There was a little pause, during which he lighted his pipe.

“To a certain extent,” he said in emendation. “Of course, my real object, as you no doubt know, is to get away from England until my father's death has been forgotten. My own conscience is quite clear, but—”

Jack Meredith drew in his legs and leant forward.

“But,” he said, interrupting, and yet not interrupting—“but the public mind is an unclean sink. Everything that goes into it comes out tainted. Therefore it is best only to let the public mind have the scourings, as it were, of one's existence. If they get anything better—anything more important—it is better to skedaddle until it has run through and been swept away by a flow of social garbage.”

Guy Oscard grunted with his pipe between his teeth, after the manner of the stoic American-Indian—a grunt that seemed to say, “My pale-faced brother has spoken well; he expresses my feelings.” Then he gave further vent to the deliberate expansiveness which was his.

“What I cannot stand,” he said, “are the nudges and the nods and the surreptitious glances of the silly women who think that one cannot see them looking. I hate being pointed out.”
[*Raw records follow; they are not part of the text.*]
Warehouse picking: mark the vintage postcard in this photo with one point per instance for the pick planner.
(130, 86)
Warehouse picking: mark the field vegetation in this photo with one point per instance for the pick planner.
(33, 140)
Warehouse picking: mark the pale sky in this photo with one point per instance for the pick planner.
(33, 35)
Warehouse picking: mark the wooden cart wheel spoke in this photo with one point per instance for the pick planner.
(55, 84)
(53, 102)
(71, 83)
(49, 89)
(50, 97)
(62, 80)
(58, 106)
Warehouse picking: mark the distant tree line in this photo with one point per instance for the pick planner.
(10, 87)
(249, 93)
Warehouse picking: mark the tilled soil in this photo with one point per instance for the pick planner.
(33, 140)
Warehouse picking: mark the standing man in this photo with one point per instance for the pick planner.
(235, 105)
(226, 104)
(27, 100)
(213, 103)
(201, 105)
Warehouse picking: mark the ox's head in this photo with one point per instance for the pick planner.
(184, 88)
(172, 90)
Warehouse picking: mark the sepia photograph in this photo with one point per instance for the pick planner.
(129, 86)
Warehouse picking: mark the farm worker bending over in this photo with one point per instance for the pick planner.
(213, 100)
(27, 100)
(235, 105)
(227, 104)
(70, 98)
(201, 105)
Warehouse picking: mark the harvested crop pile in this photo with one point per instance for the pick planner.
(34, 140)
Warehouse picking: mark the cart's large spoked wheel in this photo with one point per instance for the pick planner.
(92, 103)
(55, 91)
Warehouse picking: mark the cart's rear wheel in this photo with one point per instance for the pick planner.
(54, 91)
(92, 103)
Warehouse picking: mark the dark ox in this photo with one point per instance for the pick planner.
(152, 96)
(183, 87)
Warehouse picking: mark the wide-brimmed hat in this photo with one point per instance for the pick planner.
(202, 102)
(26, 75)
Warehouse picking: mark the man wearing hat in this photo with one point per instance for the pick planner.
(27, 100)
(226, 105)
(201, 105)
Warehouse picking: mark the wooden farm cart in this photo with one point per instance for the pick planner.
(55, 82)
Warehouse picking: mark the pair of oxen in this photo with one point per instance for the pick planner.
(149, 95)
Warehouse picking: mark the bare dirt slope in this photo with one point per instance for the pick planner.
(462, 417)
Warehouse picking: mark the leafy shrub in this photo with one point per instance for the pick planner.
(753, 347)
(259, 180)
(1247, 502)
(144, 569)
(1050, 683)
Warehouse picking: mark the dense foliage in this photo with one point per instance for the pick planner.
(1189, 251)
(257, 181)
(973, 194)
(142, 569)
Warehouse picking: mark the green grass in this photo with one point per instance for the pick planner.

“Together with the latest skirt-dancing girl, and the last female society-detective, with the blushing honours of the witness-box thick upon her,” suggested Jack Meredith.

“Yes,” muttered Guy. He turned with a sort of simple wonder, and looked at Meredith curiously. He had never been understood so quickly before. He had never met man or woman possessing in so marked a degree that subtle power of going right inside the mind of another and feeling the things that are there—the greatest power of all—the power that rules the world; and it is only called Sympathy.

“Well,” said the voice of Durnovo through the darkness, “I don't mind admitting that all I want is the money. I want to get out of this confounded country; but I don't want to leave till I have made a fortune.”